Are you sure you are talking about the right Sutta? Because in The Shorter Analysis of Action (MN 135), the Buddha talks to a student, actually one who can ask a direct and well-thought out question about the nature of Kamma. And I can find nothing careless in the answer of the Buddha.
See (quotes from there):
https://www.accesstoinsight.org/tipitak ... .than.html
Then Subha the student, Todeyya's son, went to the Blessed One and, on arrival, exchanged courteous greetings with him. After an exchange of friendly greetings & courtesies, he sat to one side. As he was sitting there, he said to the Blessed One: "Master Gotama, what is the reason, what is the cause, why baseness & excellence are seen among human beings, among the human race? For short-lived & long-lived people are to be seen, sickly & healthy, ugly & beautiful, uninfluential & influential, poor & rich, low-born & high-born, stupid & discerning people are to be seen. So what is the reason, what is the cause, why baseness & excellence are seen among human beings, among the human race?"
Also see:
https://suttacentral.net/mn135/en/sujato, which concurs that the boy was able to hold an argumentative conversation with the Buddha, even asking for further detail as the initial answer seemed too short-hand. I would not think that a 'boy' in the sense of a little child or even a baby would have been able to do this.

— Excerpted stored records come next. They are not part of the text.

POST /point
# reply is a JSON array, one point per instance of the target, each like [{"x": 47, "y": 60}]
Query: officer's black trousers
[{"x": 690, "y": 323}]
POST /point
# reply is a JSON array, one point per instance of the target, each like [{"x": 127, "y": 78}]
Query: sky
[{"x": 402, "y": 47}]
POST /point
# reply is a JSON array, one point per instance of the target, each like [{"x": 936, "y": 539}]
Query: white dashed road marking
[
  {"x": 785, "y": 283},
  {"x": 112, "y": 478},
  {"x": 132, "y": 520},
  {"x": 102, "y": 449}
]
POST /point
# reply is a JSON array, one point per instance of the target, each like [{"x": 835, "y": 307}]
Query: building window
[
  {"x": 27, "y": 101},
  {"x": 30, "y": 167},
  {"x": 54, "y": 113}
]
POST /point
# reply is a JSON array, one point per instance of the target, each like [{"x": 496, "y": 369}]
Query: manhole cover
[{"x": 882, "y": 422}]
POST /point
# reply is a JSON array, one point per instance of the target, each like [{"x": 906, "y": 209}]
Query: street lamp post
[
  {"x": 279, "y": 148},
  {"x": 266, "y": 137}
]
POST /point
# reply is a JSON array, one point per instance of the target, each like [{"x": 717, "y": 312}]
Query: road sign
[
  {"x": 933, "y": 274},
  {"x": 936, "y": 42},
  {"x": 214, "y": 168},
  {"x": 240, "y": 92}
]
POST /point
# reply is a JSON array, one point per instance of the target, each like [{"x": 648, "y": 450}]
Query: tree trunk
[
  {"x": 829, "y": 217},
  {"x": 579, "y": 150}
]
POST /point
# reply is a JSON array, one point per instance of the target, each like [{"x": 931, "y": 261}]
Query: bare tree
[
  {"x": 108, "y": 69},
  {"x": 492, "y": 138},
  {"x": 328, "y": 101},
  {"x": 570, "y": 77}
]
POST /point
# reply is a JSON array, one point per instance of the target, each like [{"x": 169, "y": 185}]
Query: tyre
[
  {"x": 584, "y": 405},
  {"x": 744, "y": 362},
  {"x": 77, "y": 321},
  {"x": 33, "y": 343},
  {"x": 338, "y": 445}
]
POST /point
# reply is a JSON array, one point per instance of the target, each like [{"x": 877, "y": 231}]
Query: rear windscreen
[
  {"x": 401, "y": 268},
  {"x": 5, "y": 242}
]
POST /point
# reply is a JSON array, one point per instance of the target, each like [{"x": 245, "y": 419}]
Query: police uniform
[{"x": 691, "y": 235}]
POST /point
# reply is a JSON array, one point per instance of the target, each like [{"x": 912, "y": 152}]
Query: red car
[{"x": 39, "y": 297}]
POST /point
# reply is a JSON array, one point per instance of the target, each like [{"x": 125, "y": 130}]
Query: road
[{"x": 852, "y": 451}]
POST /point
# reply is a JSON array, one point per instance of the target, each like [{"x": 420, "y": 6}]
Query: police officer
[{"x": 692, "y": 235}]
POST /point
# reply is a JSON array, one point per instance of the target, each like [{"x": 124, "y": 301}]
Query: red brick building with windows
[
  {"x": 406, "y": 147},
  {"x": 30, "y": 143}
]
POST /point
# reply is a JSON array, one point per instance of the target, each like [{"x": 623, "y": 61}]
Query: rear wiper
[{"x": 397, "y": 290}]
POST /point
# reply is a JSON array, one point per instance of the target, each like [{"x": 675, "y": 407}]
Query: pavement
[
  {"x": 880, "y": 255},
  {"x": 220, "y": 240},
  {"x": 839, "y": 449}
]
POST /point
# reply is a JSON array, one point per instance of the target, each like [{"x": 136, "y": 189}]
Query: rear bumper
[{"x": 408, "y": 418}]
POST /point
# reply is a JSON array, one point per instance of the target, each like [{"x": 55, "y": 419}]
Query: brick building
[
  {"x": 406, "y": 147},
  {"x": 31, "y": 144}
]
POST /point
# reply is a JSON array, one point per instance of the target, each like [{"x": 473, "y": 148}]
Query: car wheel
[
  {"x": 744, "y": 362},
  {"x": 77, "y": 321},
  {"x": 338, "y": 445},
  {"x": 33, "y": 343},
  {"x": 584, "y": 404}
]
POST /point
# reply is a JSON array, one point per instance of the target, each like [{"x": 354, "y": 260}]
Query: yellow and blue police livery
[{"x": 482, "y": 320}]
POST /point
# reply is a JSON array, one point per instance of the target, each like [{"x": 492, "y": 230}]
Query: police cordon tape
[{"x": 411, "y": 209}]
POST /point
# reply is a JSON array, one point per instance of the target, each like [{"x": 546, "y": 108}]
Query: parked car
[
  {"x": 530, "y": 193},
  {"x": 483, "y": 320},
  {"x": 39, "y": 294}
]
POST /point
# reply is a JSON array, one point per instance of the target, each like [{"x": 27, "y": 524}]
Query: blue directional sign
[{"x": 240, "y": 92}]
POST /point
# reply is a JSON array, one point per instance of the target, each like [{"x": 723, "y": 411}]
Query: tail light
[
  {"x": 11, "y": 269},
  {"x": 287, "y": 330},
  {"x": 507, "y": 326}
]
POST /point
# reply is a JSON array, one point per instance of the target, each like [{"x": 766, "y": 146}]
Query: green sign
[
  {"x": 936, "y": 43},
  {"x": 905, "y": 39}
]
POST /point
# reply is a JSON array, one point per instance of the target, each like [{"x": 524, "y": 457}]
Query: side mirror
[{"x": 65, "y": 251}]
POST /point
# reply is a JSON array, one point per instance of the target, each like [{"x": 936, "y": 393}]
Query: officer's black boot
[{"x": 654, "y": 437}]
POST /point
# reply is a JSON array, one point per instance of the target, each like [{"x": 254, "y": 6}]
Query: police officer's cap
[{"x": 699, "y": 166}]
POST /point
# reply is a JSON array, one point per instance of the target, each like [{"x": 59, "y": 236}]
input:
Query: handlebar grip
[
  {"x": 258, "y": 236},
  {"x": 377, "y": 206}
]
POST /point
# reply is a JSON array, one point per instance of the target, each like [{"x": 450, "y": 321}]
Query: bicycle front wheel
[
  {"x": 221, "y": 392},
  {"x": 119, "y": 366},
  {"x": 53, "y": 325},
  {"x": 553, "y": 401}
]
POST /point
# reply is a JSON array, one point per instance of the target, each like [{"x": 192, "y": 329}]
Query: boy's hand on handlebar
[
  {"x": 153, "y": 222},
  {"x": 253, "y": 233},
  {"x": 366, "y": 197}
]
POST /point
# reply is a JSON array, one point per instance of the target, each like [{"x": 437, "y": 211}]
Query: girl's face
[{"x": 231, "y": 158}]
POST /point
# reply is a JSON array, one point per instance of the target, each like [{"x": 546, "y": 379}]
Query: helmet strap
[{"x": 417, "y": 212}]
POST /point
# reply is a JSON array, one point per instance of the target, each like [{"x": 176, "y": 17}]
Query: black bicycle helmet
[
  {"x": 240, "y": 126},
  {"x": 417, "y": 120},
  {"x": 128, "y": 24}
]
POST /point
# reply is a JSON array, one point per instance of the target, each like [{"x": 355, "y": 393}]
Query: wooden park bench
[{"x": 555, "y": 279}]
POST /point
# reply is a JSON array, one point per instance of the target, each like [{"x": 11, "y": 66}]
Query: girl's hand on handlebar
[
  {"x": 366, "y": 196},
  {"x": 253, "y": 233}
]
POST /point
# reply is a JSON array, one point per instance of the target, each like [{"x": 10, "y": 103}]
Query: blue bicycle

Going on, the paragraph of the Sutta talking about respect, I read this as meaning respect to whom it should be expressed, mainly the Sangha, but also to your elders, your parents, and yes, those in a social position above you.

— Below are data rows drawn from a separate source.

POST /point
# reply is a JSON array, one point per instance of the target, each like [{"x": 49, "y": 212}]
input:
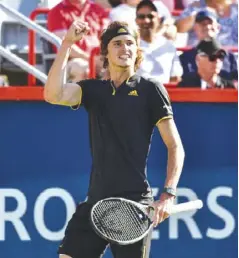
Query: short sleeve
[
  {"x": 177, "y": 70},
  {"x": 159, "y": 102}
]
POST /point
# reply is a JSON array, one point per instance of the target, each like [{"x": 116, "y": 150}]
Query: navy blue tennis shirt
[{"x": 121, "y": 122}]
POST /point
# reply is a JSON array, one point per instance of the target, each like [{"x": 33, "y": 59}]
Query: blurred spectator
[
  {"x": 114, "y": 3},
  {"x": 227, "y": 14},
  {"x": 3, "y": 81},
  {"x": 59, "y": 20},
  {"x": 169, "y": 3},
  {"x": 206, "y": 26},
  {"x": 209, "y": 60},
  {"x": 160, "y": 57},
  {"x": 127, "y": 11}
]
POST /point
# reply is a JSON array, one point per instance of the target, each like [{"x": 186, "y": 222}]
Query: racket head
[{"x": 120, "y": 221}]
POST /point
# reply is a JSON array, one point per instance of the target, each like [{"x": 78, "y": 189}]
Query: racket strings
[{"x": 120, "y": 221}]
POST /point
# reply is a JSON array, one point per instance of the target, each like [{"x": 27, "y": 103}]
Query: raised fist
[{"x": 76, "y": 31}]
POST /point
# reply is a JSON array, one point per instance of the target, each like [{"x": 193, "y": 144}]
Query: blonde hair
[{"x": 104, "y": 44}]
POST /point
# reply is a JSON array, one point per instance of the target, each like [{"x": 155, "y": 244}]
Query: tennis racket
[{"x": 124, "y": 222}]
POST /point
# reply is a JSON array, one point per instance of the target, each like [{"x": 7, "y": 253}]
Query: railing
[{"x": 34, "y": 27}]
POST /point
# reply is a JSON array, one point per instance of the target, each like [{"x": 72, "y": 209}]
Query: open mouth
[{"x": 124, "y": 57}]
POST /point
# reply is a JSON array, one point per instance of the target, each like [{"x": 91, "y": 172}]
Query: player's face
[
  {"x": 206, "y": 28},
  {"x": 122, "y": 51}
]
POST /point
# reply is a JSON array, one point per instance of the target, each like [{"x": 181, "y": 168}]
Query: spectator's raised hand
[{"x": 76, "y": 31}]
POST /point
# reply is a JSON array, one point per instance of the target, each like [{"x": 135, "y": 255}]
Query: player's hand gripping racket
[{"x": 124, "y": 222}]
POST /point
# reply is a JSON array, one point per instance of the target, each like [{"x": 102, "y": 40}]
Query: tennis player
[{"x": 123, "y": 112}]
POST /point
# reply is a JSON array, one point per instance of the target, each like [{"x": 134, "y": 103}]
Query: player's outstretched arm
[
  {"x": 171, "y": 138},
  {"x": 57, "y": 90}
]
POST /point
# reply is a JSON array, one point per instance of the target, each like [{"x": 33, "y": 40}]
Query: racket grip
[{"x": 187, "y": 206}]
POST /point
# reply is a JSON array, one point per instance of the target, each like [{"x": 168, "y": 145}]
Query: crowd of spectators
[{"x": 210, "y": 27}]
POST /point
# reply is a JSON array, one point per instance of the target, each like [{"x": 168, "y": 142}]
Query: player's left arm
[{"x": 172, "y": 140}]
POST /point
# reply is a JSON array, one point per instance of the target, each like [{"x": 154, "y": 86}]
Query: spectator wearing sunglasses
[
  {"x": 206, "y": 26},
  {"x": 126, "y": 11},
  {"x": 160, "y": 56},
  {"x": 209, "y": 61}
]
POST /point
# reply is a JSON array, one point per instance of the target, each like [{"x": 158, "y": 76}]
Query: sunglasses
[
  {"x": 144, "y": 16},
  {"x": 213, "y": 58}
]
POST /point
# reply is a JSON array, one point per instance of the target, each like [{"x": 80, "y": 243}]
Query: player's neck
[{"x": 118, "y": 77}]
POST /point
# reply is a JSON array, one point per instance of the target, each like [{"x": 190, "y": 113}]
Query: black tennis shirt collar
[{"x": 131, "y": 82}]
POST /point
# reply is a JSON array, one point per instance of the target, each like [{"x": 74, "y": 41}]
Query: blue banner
[{"x": 45, "y": 166}]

Still, I see little glorification of a caste system here, merely an acceptance by the Buddha that human nature (with our inherent delusions and the resulting suffering) will not allow us to live in some kind of communist utopia, but that social strata are an indelible fact of life... if we insist to stay laypeople instead of entering monkhood.
"There is the case where a woman or man is obstinate & arrogant. He/she does not pay homage to those who deserve homage, rise up for those for whom one should rise up, give a seat to those to whom one should give a seat, make way for those for whom one should make way, worship those who should be worshipped, respect those who should be respected, revere those who should be revered, or honor those who should be honored.
It is to be noted, I think, that this advice was directed to somebody being tightly bound into such a stratified society, accepting it, so instead of encouraging pointless social revolution the Buddha instructed that it might be better to achieve a well-fulfilled, rounded and as wholesome as possible life, an advice he repeated to other laypeople and householders.
As such I think it significant that Subha the Student became nothing more than a dedicated lay follower, any higher path to enlightenment was not opened to him (unlike many other people who received the Dhamma from the Buddha, who became Arahants immediately).
Actually, the Buddha then goes further and criticizes blind acceptance of clerics or monks, instead they should always be scrutinized if they really live up to the ideal of leading a wholesome life. The inherent criticism of Brahmanism does not read subtle to me.
"There is the case where a woman or man when visiting a brahman or contemplative, does not ask: 'What is skillful, venerable sir? What is unskillful? What is blameworthy? What is blameless? What should be cultivated? What should not be cultivated? What, having been done by me, will be for my long-term harm & suffering? Or what, having been done by me, will be for my long-term welfare & happiness?'
At least, that is how I read MN 135, but maybe my sight of it is distorted by expecting the Buddha objecting to the caste structure of his time and expressing a more egalitarian view. Maybe you will illuminate where your interpretation comes to differ.
The teaching is a lake with shores of ethics, unclouded, praised by the fine to the good.
There the knowledgeable go to bathe, and cross to the far shore without getting wet.